Turning the tables: crawling Google
The first thing I did was write a quick app to download each sitemap file and store the individual profile URLs into a database. I did this as politely as possible including waiting three seconds between requests. The result was 17,717,154 profile URLs. That’s a big number, although perhaps not the complete list of profiles but it’s the best I could come up with.
Next up – how to determine if the user had migrated? What I found was that if the user had migrated to Google Plus then the server would return a redirect to their new Google Plus URL. Also, I found that a certain number of URLs returned a 404 error – presumably for users who had deleted their profile since the sitemap files had last been updated.
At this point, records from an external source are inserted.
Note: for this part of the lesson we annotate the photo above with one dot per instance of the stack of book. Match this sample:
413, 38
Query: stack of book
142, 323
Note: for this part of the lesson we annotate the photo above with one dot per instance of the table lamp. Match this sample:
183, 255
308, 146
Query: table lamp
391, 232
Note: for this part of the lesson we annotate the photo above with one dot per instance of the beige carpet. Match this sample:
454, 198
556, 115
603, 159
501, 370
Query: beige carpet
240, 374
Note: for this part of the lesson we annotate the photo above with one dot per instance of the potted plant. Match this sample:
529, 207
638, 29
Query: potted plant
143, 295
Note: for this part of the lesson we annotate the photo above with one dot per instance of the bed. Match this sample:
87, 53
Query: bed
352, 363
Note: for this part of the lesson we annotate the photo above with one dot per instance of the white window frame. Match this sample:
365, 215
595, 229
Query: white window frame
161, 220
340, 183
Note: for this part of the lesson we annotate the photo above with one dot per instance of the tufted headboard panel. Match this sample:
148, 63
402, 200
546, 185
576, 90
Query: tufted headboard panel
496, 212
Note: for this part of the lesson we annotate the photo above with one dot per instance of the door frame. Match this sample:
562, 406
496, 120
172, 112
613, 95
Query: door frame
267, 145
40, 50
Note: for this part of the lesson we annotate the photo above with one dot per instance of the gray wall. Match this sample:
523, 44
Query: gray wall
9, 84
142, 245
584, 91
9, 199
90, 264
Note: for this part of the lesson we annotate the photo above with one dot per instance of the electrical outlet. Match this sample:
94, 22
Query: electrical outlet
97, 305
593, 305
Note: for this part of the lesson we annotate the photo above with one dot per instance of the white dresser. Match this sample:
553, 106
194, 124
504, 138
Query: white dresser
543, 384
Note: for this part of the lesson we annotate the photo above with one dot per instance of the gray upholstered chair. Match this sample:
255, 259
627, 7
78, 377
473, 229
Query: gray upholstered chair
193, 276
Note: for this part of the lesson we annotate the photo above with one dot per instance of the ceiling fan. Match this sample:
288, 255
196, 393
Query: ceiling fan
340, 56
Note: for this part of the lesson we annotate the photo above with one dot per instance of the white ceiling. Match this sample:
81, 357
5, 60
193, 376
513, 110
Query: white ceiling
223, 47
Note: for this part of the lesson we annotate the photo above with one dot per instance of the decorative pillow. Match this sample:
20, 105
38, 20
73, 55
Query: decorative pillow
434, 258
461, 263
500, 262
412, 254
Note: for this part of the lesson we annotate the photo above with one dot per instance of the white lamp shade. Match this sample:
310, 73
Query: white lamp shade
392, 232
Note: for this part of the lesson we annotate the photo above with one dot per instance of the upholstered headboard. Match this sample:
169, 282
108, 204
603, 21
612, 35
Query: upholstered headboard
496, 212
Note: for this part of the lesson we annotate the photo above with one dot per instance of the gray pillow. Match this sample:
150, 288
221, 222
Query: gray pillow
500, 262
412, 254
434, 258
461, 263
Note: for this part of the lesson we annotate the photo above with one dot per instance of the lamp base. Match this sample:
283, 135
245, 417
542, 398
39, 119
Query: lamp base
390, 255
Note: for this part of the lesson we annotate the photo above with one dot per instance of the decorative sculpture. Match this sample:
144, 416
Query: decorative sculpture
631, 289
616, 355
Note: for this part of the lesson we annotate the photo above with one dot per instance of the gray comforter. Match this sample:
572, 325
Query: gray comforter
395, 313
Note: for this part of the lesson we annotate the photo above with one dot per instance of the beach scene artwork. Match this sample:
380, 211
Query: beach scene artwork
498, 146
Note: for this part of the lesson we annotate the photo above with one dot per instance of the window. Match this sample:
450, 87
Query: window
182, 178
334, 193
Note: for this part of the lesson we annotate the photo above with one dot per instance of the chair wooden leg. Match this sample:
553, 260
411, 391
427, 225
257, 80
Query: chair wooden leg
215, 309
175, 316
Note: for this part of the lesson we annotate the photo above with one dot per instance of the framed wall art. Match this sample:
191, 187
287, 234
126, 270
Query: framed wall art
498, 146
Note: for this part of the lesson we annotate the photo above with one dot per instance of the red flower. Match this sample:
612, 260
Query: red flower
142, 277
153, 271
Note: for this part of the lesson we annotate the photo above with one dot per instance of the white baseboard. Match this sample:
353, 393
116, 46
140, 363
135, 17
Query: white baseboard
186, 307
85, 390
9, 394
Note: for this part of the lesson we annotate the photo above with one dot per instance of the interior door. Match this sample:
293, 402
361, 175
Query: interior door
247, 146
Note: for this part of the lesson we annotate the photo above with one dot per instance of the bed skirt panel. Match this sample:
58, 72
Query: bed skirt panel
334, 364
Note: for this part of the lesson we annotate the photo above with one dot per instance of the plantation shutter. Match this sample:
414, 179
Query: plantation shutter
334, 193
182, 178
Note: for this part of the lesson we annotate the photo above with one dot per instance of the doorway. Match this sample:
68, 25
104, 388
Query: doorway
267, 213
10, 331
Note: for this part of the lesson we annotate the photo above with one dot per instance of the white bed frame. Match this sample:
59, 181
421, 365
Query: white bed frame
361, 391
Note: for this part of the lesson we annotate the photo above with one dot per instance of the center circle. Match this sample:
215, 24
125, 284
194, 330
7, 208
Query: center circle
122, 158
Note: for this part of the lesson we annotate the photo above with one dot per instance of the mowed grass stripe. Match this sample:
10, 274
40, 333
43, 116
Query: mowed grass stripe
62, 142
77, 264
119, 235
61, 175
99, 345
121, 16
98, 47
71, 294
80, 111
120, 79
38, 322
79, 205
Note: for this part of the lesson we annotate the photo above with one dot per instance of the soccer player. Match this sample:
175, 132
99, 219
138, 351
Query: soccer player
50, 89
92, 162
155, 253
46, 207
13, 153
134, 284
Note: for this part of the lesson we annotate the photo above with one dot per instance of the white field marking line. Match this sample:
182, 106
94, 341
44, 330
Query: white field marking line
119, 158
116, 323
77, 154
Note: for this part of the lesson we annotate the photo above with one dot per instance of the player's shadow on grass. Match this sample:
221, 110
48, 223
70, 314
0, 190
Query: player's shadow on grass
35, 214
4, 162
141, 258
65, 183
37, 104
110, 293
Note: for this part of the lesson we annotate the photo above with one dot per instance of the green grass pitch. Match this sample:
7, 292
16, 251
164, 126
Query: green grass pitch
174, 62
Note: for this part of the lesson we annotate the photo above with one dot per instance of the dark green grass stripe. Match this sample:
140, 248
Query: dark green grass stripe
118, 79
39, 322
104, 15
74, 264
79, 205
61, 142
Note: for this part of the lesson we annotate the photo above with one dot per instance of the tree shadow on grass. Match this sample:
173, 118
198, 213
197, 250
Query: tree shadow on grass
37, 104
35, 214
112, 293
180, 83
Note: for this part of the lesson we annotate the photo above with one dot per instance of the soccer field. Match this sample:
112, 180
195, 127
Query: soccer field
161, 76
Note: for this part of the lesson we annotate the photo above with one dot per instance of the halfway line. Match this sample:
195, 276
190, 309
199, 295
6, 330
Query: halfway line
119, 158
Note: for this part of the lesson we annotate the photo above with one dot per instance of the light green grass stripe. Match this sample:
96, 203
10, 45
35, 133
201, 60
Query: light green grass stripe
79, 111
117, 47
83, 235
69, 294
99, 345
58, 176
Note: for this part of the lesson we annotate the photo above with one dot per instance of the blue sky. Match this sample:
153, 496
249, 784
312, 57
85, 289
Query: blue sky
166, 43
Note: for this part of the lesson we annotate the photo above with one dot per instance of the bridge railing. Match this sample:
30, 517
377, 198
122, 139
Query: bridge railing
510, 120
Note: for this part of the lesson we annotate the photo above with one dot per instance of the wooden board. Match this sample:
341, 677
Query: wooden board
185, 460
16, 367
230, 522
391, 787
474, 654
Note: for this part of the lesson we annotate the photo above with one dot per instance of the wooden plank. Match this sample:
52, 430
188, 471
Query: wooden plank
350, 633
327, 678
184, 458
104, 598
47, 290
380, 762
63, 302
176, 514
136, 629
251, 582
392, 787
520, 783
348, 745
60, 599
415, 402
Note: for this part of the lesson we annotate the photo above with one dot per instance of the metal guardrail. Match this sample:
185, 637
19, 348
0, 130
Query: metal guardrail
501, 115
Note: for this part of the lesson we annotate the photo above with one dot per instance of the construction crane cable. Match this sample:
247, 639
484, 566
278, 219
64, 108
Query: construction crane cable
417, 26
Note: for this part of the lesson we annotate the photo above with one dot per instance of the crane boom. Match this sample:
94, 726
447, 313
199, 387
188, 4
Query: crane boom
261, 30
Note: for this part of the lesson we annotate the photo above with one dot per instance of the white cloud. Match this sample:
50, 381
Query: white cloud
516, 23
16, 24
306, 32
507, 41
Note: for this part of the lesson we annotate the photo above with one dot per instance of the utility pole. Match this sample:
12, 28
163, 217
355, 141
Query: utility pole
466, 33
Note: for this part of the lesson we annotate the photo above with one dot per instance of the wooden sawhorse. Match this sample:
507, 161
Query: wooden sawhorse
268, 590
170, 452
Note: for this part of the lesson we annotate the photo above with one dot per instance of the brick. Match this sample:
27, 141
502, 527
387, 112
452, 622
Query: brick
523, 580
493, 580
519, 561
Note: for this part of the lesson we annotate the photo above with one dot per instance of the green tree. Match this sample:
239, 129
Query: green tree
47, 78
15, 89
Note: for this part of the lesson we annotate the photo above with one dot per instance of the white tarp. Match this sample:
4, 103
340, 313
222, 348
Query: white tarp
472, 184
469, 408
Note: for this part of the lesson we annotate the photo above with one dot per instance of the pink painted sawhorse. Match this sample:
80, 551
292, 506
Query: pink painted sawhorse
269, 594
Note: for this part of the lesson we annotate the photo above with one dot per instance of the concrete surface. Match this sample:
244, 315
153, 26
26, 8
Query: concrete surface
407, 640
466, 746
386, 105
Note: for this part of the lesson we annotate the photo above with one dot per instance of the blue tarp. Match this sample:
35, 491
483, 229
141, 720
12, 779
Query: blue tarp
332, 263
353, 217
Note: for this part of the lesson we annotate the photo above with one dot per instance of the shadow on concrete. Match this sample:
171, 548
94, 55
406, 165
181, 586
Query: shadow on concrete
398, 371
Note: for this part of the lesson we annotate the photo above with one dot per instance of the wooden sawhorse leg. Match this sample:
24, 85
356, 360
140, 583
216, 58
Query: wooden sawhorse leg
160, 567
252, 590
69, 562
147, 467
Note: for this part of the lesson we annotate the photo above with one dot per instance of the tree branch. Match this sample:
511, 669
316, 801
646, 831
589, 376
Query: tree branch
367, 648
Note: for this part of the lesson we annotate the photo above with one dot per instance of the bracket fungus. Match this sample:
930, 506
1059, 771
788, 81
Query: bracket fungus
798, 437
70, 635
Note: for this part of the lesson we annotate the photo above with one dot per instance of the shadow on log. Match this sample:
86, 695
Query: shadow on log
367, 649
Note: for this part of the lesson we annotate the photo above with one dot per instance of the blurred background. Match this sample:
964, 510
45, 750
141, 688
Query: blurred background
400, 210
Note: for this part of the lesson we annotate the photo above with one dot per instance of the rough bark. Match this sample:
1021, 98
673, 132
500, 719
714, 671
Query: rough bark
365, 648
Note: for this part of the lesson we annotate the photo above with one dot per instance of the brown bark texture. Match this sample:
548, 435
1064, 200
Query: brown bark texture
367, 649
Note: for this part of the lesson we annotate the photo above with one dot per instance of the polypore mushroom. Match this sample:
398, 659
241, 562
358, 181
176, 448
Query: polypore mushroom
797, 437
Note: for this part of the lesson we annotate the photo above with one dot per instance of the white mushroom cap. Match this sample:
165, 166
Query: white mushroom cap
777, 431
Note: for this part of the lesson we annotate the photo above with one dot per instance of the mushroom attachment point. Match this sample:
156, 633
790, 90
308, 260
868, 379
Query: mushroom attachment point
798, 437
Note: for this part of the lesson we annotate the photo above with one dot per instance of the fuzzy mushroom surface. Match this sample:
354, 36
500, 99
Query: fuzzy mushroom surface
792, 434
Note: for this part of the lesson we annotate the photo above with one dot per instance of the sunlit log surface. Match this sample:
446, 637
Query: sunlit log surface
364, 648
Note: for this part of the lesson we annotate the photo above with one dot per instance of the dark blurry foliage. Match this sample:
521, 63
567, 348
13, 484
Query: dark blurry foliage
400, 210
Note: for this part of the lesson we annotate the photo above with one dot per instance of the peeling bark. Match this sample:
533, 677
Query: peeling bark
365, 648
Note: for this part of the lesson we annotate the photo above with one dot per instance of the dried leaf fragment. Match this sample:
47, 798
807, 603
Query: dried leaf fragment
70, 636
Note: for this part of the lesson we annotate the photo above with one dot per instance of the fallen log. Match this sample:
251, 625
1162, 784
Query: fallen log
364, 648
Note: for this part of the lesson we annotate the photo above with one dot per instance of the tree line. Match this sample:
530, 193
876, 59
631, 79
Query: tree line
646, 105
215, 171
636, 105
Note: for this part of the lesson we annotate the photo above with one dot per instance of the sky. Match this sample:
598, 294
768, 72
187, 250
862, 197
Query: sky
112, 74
I didn’t want to download all 17m+ profiles – for a couple of reasons. First, I didn’t want to pull in all that personal user information for no reason. People have enough trouble with privacy without worrying about some curious geek in Canada. Secondly, given that I decided up front to not hit the services very hard (with my three second waits between requests) that it would take forever to pull in all of the URLs.
The results are in
What I settled on was to simply issue an HTTP HEAD request for the profile URLs and do it only for a credible sample number of users. A HEAD request doesn’t actually pull down the web page you are requesting – only the headers which was good enough for my purpose. I estimated that I would need to pull in 10,000 URLs for a reasonable sample. In addition, I excluded the small number of deleted profiles that my spider found (<200). Here are the results:
Users who migrated to Google Plus: 1,047
Users who still have a Google Profile: 8,953
This shows that, so far, only 10.47% of Google Profile users in my sample have migrated to Google Plus.
What does it mean?
To me, it means that Google has a ready set of users who have profiles that can easily be migrated to Google Plus. I’m sure they have a plan for that. But it also means that only a small number of users have already migrated. Given that users who had profiles seemed to be relatively limited (early adopters?) perhaps that’s worrying. But we won’t really know if this is important until open sign-ups become the norm with the service.
In other words: it was a fun exercise and I’ll leave it to the reader to decide how valuable this data is and what it could mean this early for Google’s new service.